THE HARVESTING PHASE
It consists of making those investments bear fruits while ensuring that the firm and its investors are regularly updated about the company’s performance, achievements and potential issues. The jJuniorAssociate will be involved by:
- Supporting the creation and the implementation of the ‘value creation plan’(often known as a ‘100-day plan’), a roadmap jointly designed by the management team and the PE fund and aimed at agreeing on the key strategic and operational priorities which need to be tackled very early in the investment lifecycle in order to achieve the investment thesis. The management team is most often in charge of implementing the value creation plan, but the PE Associate may be required to monitor progress as PMO (very similar to a consulting assignment) and assist on key initiatives when required;
- Providing assistance to management throughout the investment holding period. The degree of involvement will depend on the Associate’s available bandwidth, the PE firm’s culture (some are more ‘hands-on’ than others) and the investment performance (companies in good shape require less attention). The PE firm’s expertise is particularly valuable to support add-on acquisitions since management teams may have limited M&A experience;
- Monitoring and optimising the financial structure of portfolio companies. To maximise returns on equity, PE funds load their target companies with debt and expect the debt to be repaid throughout the life of the investment. The optimal quantum of debt results from a trade-off between the ‘return on equity’ boost and the increased risk of bankruptcy (i.e. the company does not have enough cash to repay its bank commitments) or bank covenant breach (i.e. the financial performance of the company falls below certain thresholds contractually agreed with debt holders) leverage generates. The Associate is expected to continually ensure that this balance is optimal and suggest adjustments (typically dividend recaps or equity inflows) when required;
- Preparing internal reporting documents, which are typically circulated and discussed on either a monthly or a quarterly basis depending on the firm. These documents provide an update on each company’s actual financial performance compared with budget and investment case as well as a more qualitative view on latest developments.
- Preparing reporting material for limited partners (‘LPs’), who are updated on the performance of the fund (both at aggregated and portfolio level) on a quarterly basis;
- Coordinating the company sale process including an appointment of sell-side advisors, support in the preparation of vendor due diligence documents, organisation of meetings with potential acquirers and management of negotiation-related documents (e.g. termsheets).

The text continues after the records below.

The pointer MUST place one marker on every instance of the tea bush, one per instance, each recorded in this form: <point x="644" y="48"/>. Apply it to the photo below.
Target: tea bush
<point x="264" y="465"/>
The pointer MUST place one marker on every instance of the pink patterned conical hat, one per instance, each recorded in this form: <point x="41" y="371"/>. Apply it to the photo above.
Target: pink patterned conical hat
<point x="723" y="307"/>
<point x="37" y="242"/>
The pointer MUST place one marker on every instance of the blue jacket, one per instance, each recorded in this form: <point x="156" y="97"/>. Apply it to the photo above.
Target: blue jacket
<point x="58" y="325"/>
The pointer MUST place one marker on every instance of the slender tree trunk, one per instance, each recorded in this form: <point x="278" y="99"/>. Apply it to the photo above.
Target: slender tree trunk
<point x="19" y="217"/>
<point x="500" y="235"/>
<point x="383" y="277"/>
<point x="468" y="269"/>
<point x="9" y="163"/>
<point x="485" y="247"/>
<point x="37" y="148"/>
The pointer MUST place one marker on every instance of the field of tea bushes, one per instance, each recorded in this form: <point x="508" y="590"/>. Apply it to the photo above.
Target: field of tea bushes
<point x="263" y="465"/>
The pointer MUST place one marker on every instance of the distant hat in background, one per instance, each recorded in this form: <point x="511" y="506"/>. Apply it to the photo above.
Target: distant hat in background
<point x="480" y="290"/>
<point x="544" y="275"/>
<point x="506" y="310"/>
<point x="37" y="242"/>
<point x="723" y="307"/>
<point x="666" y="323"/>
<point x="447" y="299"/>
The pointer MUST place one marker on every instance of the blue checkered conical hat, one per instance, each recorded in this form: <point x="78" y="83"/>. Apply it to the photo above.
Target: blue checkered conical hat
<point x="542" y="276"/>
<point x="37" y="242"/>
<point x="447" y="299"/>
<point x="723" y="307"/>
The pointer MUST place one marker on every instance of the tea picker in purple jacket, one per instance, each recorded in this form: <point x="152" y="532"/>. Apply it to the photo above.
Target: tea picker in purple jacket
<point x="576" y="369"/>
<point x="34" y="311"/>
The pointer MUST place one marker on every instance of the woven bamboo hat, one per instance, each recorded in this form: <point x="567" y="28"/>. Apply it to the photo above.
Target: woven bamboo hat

I have not talked about work/life balance or even the relative importance of each of those tasks, for the very simple reason that those considerations heavily depend on the PE firm. In particular, some firms have built ‘portfolio groups’ which support deal teams in the commercial and operational aspects of due diligence and/or portfolio management; as a consequence, the investment Associate should spend more time on transaction sourcing and execution. Meeting people and asking questions are the only way for the prospective candidate to build a fully-informed picture.